Since the previous post (which was probably more personally cathartic than anything else) we’ve been shown round some of the empty shops in the city centre. It was like going behind the scenes at the theatre. One of the spaces was a cavernous empty department store with shadowy escalators reaching up into the heights and down to the depths, an intriguing (and creepy) space, but a little unwieldy for our needs. One or two of the other shops look much more promising so it seems that we will be able to press ahead soon.
Whilst there’s an excitement at the dam bursting along with that comes trepidation. If we had a firm ‘no’ then all our dreams and ideas would have been able to stay pristine if unrequited. Now we have the dirty business of trying to make a dream work in the real world. Talking with other artists who are involved in this project I get the sense of a seething mass of creative energy, untamed and wild, that somehow needs to be corralled into something concrete and real without losing its life and vitality. As the dam bursts so the monster emerges.

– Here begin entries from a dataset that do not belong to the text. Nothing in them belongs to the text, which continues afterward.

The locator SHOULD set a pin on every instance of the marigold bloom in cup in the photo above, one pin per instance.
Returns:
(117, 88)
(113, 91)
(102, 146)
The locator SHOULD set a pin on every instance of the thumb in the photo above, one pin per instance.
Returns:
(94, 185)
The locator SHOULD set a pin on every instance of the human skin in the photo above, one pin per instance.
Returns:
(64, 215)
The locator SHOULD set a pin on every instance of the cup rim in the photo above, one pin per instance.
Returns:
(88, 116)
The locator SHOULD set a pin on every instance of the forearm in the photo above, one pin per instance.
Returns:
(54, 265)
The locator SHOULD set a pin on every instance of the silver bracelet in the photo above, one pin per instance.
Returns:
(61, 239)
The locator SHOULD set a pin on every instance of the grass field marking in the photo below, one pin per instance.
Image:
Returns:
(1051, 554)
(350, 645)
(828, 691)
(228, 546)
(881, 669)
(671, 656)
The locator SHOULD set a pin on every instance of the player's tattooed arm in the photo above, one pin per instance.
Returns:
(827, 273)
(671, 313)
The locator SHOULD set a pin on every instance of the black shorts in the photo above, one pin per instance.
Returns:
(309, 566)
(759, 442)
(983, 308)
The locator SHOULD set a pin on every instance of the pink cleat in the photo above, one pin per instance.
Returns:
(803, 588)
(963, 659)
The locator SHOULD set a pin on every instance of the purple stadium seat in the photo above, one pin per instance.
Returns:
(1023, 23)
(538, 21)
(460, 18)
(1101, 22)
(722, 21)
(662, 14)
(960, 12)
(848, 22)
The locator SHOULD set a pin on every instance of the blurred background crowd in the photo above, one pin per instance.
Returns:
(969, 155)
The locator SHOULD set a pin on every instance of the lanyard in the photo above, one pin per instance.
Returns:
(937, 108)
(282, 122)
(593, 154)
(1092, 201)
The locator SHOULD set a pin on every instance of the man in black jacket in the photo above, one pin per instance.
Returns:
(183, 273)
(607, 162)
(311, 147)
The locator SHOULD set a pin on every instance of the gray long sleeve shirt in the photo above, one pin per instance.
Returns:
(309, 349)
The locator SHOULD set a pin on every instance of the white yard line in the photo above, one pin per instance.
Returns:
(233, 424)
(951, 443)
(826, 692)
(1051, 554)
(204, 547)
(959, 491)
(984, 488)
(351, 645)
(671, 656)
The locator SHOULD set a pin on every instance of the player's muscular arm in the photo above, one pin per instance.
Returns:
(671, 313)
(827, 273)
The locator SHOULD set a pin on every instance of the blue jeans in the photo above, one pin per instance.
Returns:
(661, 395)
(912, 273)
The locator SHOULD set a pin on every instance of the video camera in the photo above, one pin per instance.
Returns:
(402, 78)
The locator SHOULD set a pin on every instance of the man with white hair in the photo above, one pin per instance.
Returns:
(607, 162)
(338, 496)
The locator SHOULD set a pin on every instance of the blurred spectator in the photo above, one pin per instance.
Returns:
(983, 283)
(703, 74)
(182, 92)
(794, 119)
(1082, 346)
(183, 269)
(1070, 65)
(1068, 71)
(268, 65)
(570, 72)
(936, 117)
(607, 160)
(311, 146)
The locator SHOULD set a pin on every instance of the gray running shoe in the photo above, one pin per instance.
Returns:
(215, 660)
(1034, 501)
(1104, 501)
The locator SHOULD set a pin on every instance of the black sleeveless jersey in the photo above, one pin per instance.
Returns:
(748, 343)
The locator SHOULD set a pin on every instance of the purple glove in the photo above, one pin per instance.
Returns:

It’s hard to know where to start, but so often I think the best way is to get a pencil and some paper and start to make marks. So often senseless and directionless at first but creating in faith that something beautiful will coalesce out of the maelstrom.
And so I bought a map and traced the streets, rivers and railways of the city:
It’s a start; it’s no work of art. But in tracing those twists and curves, in seeing where the rivers flow and how they relate to the human interventions in the landscape, I get a sense of how the city has grown as a living organism fit for its environment, shaped by the geography of the place.
This image reminds me of a living cell, a neuron in a network, complete of itself: it can be named but the boundaries are arbitrary. It is linked to other cells via rail and road and river and in so many ways dependent on them. As I trace the lines of the map I am reminded more than ever that the story of the people is the story of the place and as we search those stories for meaning and beauty that’s where we will find the soul of the city.
It reminds me of the recent photo of my eye taken at the opticians …. perhaps as they say "the eye is the window of the soul", this may be a window to the soul of the city.